Marisa strizza lo strofinaccio col quale laverà il pavimento per l’ultima volta.

Sono le ore 19, e il bar è ancora aperto: un’ora dopo il limite stabilito, il dehors è affollato di avventori. Stanno seduti in modo ordinato, mantenendo le distanze.

Sorseggiano l’ultima birra, l’ultimo Prosecco, ingollando qualche tartina. E’ una specie di cerimonia silenziosa: la solidarietà per i baristi, condannati alla chiusura imposta dalla cosiddetta zona arancione.

E se passa una pattuglia, facendo notare che ai tavoli non dovrebbe più esserci nessuno?

Pazienza: ci faremo verbalizzare – dicono – e spiegheremo che non riusciamo proprio a mandarla giù, questa ennesima chiusura suicida, decretata solo per via del mitico indice di contagio, in lievissima risalita in termini percentualmente infinitesimali. Mastica amaro anche Alfonso, pensionato, che fino a qualche mese fa era sostanzialmente tollerante verso le restrizioni: le comprendeva. Ora invece ha cambiato idea: non capisce perché, in zona gialla, i ristoranti aperti a pranzo debbano restare chiusi a cena. E men che meno digerisce l’idea di dover fare a meno del suo amato bar, se scatta la zona arancione.

Il bar è un’isola sociale che racconta benissimo l’Italia, quella che lavora: è lo spazio-finestra dove si può parlare liberamente di tutto, con chiunque, nel breve interregno tra il lavoro e la vita familiare, tra le pareti domestiche. Lorella, studentessa, sospira: adesso basta, non se ne può più. Sono tutti d’accordo: il giovane operaio Walter, l’elettricista Beppe, l’idraulico Stefano, il taciturno Nicola che ogni mattina apre al mercato la sua bancarella di vestiario insieme alla compagna, Sonia.

Il bar-tabacchi interseca la società: a pranzo la cucina serve pasti per i dipendenti della vicina zona industriale, ma verso sera si trasforma in un’oasi in cui ciascuno può dire la sua: l’insegnante e l’infermiera, il manager che si gusta un calice di Franciacorta, il meccanico dell’officina all’angolo con la sua squadra di dipendenti. La pausa-caffè, il bicchiere di rosso. Un po’ di musica, e tantissime parole: per tentare di ricordarci chi siamo e cosa è rimasto di noi, malgrado tutto, dopo un anno di insopportabili ingiunzioni, spesso assurde, frutto di decisioni affrettate e confuse, mai trasparenti, calate dall’alto.

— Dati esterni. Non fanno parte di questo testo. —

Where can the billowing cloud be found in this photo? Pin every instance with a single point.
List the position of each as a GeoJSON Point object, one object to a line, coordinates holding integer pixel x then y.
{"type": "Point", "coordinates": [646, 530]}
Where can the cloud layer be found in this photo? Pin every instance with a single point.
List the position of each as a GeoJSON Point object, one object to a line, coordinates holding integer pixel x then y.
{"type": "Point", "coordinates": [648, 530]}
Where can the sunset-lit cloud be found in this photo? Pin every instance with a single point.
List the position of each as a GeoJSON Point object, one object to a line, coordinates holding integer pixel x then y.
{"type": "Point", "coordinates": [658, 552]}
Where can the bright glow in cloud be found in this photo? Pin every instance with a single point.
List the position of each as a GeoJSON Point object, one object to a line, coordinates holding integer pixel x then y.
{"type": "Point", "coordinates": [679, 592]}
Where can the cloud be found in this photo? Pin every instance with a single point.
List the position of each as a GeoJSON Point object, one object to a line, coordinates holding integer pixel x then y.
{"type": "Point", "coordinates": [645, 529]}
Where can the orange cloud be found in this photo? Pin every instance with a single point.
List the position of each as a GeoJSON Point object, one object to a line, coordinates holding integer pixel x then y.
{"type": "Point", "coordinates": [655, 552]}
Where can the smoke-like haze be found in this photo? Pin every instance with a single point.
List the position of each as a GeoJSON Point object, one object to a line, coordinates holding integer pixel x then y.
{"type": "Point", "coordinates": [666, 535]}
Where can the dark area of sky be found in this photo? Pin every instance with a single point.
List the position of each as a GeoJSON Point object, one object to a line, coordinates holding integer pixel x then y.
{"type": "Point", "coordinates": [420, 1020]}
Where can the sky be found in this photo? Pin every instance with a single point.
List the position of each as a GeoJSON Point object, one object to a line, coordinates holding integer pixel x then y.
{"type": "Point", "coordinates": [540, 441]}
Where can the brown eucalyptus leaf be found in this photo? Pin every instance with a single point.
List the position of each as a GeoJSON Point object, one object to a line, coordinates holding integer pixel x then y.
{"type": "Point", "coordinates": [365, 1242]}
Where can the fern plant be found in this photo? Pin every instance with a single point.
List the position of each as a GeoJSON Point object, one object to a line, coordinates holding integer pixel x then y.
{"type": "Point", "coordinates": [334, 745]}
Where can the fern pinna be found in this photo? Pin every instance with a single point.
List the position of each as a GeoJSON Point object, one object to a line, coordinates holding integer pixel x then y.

E senza alcun rispetto per gli esercenti, ancora in attesa dei mitici “ristori” che continuano a non arrivare.

Un anno fa, subito dopo il lockdown primaverile, il bar esplodeva di umanità sulle barricate: da una parte i sostenitori della banda Conte, disposti a ingoiare qualunque privazione perché proveniente dai presunti avversari di Salvini, e dall’altra i seguaci dell’opposizione, furibondi per la palese cialtroneria mostrata dal governo.

Il virus mordeva: era la televisione a esibire ogni sera lo spettacolo dell’orrore.

Governisti e antagonisti, col passare dei mesi, s’erano scoperti d’accordo su un punto: superata la tragica sorpresa dei primi mesi, le autorità avrebbero escogitato qualcosa per risollevare tutti. E invece, niente: anziché aggiornare il protocollo di cura introducendo finalmente i farmaci giusti per le terapie precoci, a domicilio, il ministro della sanità ha perso l’estate a scrivere un libro grottesco e auto-celebrativo (che poi non ha osato distribuire) e ha speso l’autunno a gridare alla “seconda ondata”, continuando a fare quello che aveva sempre fatto, cioè nulla, se non vietare, chiudere, sprangare.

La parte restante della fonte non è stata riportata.